I checked the second hand of my watch. Twenty seconds. Not bad. I smiled at the people who remained in the room. “Gee, that went well.”
“Me and Tilly are going, too,” said Nana. “You want we should pick you up a pair?”
“Sure, if there are any left.”
Henry set down his plate and glass and peeked at the Polaroids Nana had dropped on the desk. “Did you shoot these, Marion?”
“Yup.”
He leaned over for a closer look. “Do you mind if I ask where?”
“At that Twelve Apostles place.”
He stared some more. “I’ll be damned. Do you know what you have here?”
“An anthill.”
“No, it’s much more than that. I know a thing or two about insicts, and what you’ve found here looks like a rare species of ant that hasn’t been seen since the eighteen-eighties!”
Nana arched an eyebrow. “Sure, sure.”
“Really! Marion, this is a significant discovery.”
“Right.”
“We need to call someone. The state university. The government. You could become famous!”
“Uh-huh.” Nana grabbed her pocketbook. “You ready, Til’?”
“You can’t ignore this, Marion! You need to do something about it.”
Nana picked up the photos, ripped them into shreds, and threw them in the wastebasket. “How’s that?”
A horrified peep escaped Henry. Nana grabbed Tilly and headed out the door. “See you later, dear.”
Henry stared helplessly at the wastebasket before scooping it off the floor. “Would you mind if I took this back to my room, Imily? I might be able to tape the pieces back togither.”
“Knock yourself out.”
Etienne leaned against the frame of the patio door and toasted me with his juice glass. “Another successful gathering, bella.”
“You think?” I collapsed on the sofa. He sat down beside me and gathered me in his arms.

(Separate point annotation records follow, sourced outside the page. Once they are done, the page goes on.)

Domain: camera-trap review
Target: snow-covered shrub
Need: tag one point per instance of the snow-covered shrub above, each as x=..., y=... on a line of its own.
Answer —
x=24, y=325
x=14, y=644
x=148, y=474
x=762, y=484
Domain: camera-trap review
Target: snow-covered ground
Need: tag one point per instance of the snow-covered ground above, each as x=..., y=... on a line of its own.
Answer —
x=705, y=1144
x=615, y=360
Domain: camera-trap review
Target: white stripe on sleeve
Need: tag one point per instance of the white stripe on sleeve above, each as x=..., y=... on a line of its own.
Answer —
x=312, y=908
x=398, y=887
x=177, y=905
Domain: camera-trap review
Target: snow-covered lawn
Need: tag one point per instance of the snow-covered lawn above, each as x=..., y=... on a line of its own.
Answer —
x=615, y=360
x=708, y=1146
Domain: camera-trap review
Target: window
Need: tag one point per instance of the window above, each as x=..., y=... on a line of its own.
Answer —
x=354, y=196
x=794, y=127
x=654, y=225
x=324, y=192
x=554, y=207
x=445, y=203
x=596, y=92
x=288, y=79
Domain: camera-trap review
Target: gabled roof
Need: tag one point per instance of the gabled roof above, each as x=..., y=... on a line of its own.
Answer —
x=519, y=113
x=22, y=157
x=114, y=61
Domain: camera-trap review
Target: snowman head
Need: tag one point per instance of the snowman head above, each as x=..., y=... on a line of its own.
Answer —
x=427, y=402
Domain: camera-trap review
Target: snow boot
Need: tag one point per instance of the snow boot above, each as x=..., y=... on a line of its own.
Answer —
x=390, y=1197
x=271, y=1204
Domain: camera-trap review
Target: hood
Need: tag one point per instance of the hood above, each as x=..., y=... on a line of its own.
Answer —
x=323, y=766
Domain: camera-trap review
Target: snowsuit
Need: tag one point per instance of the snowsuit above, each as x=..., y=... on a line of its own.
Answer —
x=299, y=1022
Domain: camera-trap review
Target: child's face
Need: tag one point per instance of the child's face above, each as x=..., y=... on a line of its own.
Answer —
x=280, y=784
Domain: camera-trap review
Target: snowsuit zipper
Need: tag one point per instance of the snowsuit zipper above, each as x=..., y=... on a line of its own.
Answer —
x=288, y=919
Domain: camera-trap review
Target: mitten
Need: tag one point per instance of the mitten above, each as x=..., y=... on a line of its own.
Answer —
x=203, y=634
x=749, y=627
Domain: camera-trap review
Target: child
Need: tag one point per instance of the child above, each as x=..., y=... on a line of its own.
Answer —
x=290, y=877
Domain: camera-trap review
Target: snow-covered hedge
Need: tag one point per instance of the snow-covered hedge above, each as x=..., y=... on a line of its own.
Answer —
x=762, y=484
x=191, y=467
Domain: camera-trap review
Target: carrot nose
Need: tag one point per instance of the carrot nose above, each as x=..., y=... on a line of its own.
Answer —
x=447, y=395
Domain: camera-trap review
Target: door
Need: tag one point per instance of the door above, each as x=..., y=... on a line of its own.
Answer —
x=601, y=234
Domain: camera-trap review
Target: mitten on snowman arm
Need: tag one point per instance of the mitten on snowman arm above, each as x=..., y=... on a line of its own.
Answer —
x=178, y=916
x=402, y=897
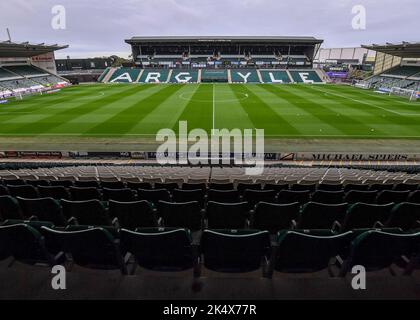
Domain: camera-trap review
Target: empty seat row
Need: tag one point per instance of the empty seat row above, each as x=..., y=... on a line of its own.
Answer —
x=229, y=196
x=264, y=216
x=241, y=186
x=237, y=251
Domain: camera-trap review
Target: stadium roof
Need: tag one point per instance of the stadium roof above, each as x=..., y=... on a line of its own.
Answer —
x=403, y=50
x=278, y=39
x=26, y=49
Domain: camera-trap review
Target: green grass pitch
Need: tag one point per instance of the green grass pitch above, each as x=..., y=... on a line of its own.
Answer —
x=283, y=111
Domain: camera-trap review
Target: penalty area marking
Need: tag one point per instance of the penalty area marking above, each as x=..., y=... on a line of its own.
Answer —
x=367, y=103
x=81, y=135
x=187, y=96
x=97, y=96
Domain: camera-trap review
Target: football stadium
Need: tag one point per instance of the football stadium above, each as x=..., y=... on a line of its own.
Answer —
x=211, y=168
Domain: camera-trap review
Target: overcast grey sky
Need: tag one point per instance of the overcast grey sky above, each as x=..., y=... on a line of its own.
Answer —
x=99, y=27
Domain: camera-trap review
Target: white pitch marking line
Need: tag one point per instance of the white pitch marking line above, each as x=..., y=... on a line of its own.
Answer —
x=214, y=106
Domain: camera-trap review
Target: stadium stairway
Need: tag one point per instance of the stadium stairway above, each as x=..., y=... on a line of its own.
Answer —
x=259, y=76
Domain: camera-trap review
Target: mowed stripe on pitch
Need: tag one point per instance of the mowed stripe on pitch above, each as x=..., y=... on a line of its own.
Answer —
x=262, y=115
x=389, y=121
x=346, y=125
x=167, y=113
x=42, y=107
x=87, y=121
x=199, y=110
x=54, y=120
x=127, y=118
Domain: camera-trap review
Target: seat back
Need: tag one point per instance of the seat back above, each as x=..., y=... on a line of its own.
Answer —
x=226, y=215
x=44, y=209
x=112, y=184
x=377, y=250
x=154, y=196
x=122, y=195
x=181, y=215
x=159, y=249
x=82, y=193
x=55, y=192
x=330, y=187
x=223, y=196
x=276, y=187
x=364, y=215
x=241, y=187
x=356, y=186
x=298, y=252
x=10, y=209
x=354, y=196
x=132, y=215
x=289, y=196
x=303, y=187
x=194, y=186
x=275, y=217
x=24, y=243
x=328, y=197
x=388, y=196
x=255, y=196
x=93, y=248
x=25, y=191
x=87, y=184
x=321, y=216
x=234, y=251
x=88, y=212
x=221, y=186
x=405, y=216
x=189, y=195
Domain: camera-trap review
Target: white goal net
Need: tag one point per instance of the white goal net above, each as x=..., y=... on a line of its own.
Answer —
x=407, y=93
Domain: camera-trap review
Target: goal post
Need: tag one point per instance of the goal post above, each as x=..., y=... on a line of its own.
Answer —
x=411, y=95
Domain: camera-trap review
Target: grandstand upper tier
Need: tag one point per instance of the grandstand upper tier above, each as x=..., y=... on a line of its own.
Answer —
x=220, y=59
x=26, y=67
x=396, y=65
x=229, y=52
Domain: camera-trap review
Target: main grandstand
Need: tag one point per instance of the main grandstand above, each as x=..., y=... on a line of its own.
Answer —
x=80, y=184
x=396, y=65
x=220, y=59
x=27, y=68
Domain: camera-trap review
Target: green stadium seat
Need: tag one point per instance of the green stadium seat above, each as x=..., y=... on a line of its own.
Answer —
x=186, y=215
x=133, y=215
x=159, y=249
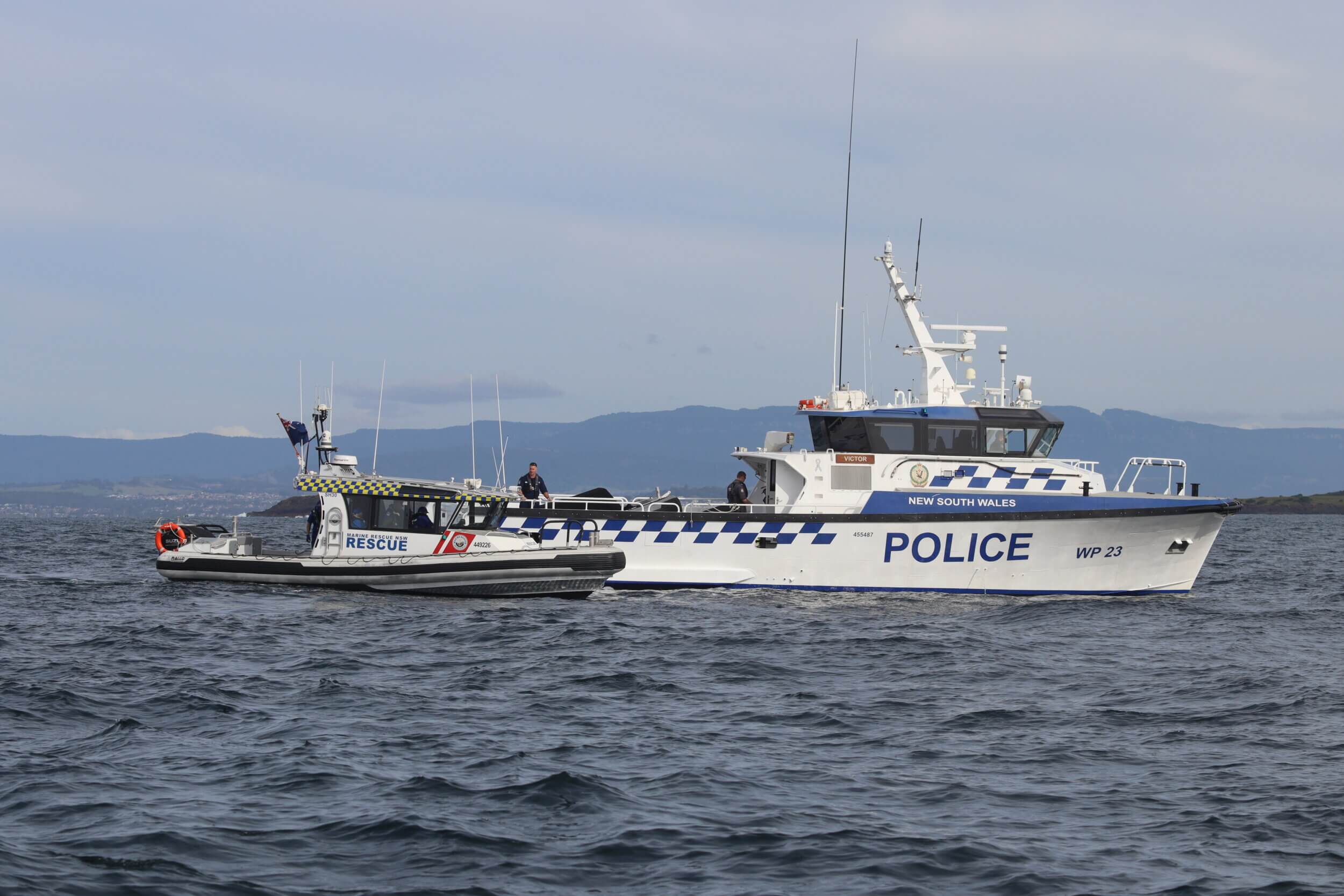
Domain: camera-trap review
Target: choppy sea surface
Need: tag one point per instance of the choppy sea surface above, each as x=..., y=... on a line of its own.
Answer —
x=201, y=738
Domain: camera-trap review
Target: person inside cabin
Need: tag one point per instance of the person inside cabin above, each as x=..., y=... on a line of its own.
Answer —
x=531, y=485
x=315, y=520
x=738, y=489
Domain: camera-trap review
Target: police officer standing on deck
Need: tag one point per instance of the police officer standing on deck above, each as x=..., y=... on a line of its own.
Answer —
x=533, y=485
x=738, y=489
x=315, y=521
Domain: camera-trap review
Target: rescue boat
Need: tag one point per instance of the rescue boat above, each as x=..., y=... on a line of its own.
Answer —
x=937, y=489
x=417, y=536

“You gave me the worst fright of my life yesterday, Emily. Please, don’t ever do that again.”
“If you thought you were frightened, you should have been in my shoes.”

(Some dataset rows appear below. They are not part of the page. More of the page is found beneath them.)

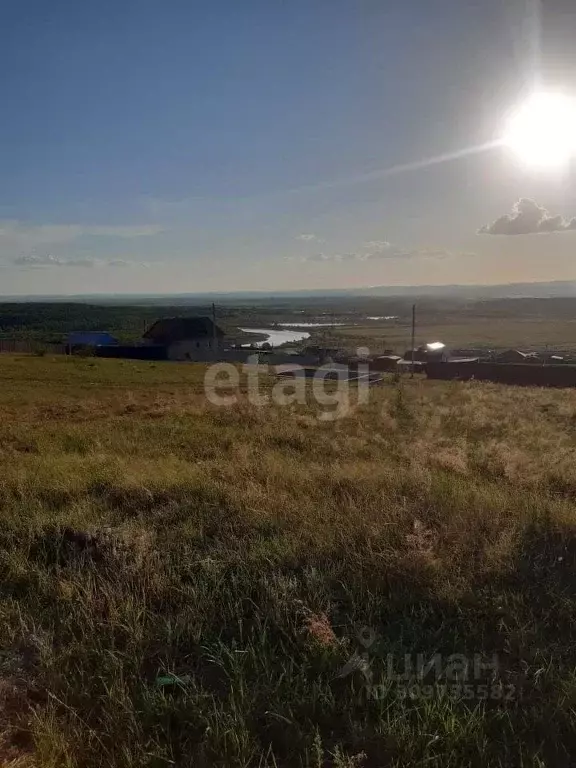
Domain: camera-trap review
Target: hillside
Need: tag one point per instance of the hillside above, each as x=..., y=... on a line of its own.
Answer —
x=183, y=584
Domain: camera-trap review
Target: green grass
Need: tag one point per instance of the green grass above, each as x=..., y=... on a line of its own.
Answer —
x=147, y=533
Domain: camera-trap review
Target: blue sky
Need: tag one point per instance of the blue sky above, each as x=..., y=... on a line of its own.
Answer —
x=185, y=146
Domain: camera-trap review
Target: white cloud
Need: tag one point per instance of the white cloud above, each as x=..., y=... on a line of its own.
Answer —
x=309, y=238
x=17, y=235
x=528, y=218
x=376, y=250
x=32, y=261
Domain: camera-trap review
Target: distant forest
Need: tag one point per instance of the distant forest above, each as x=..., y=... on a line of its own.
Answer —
x=51, y=322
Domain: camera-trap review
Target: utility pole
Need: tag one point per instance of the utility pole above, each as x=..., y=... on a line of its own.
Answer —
x=413, y=339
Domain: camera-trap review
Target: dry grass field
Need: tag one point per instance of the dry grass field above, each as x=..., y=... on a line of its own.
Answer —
x=182, y=584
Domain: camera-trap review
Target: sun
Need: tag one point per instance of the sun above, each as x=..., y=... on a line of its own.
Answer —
x=542, y=132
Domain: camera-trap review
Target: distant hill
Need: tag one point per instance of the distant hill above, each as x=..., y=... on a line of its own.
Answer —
x=557, y=288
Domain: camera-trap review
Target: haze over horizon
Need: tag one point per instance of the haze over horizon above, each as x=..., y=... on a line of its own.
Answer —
x=187, y=147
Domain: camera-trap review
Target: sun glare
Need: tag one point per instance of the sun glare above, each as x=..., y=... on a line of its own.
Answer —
x=542, y=132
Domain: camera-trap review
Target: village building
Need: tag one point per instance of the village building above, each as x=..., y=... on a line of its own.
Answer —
x=186, y=338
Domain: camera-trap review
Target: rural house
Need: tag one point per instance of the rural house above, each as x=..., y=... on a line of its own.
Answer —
x=185, y=338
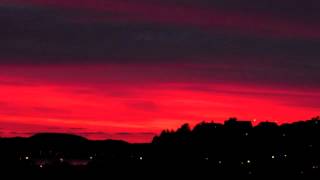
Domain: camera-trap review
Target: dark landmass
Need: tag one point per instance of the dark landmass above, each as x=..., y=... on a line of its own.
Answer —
x=235, y=148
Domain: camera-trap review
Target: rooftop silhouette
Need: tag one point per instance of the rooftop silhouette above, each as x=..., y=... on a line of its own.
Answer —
x=235, y=147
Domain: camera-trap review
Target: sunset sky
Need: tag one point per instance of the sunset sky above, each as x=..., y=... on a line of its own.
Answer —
x=127, y=69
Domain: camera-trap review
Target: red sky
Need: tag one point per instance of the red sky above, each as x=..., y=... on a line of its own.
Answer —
x=127, y=69
x=115, y=102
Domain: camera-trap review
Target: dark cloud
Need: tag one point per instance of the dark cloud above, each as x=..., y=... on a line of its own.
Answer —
x=38, y=35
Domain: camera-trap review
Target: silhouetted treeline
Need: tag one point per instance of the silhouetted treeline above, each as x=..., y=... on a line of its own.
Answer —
x=234, y=148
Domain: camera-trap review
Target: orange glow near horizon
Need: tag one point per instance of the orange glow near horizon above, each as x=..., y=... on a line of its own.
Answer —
x=135, y=111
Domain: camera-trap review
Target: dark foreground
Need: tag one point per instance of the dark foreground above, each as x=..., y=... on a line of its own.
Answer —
x=232, y=149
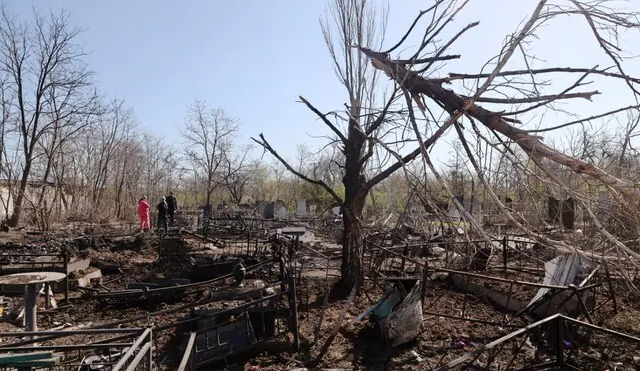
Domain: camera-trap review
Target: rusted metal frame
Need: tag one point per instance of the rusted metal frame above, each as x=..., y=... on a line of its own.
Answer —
x=205, y=331
x=611, y=290
x=509, y=297
x=498, y=279
x=494, y=354
x=517, y=353
x=182, y=287
x=475, y=354
x=473, y=320
x=551, y=320
x=146, y=348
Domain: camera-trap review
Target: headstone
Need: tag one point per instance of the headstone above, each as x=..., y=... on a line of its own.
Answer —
x=261, y=206
x=206, y=211
x=302, y=208
x=269, y=210
x=282, y=213
x=568, y=214
x=336, y=211
x=553, y=209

“I thought you’d drowned. When I grabbed Madelyn, I wanted to tear him apart with my bare hands.” He twined his fingers with mine. “I wanted to kill him. If he had harmed you in any way, I would have.”
I turned his hand over, wincing at his bruised knuckles before feathering a kiss on each one. “Your timing was impeccable.”
“I’m Swiss. How does one live around so many clocks and stay unaffected?”
I felt that familiar hitch in my throat again. “Thank you for being there when I needed you most.”
He kissed me gently. “Ti amo, bella,” he whispered against my lips. “Ti voglio anima e cuore. Voglio restare con te per l’eternita.”
I sighed. “What does that mean?”
He reached into his pants pocket and presented me with a small drawstringed pouch that was stamped with gold lettering.
“Rees and Benjamin?” I said, perplexed. Untying the strings, I upended the contents and quietly let out my breath, for there in my palm lay an elegant gold band in a lacy filigree pattern, quite the most beautiful ring I’d ever seen. “The ring from Sovereign Hill.” My eyes welled with tears. “Oh, Etienne. How did you know?”
“I went back and asked the clerk what you’d been looking at. She showed this to me and said it fit you as if it had been made to order.” He slid it on my finger. “Sposiamoci, Emily.” He brought the ring to his lips and kissed it. “Will you marry me?”
Unlike so many of life’s challenging questions, there was only one answer to this one. “Okay!”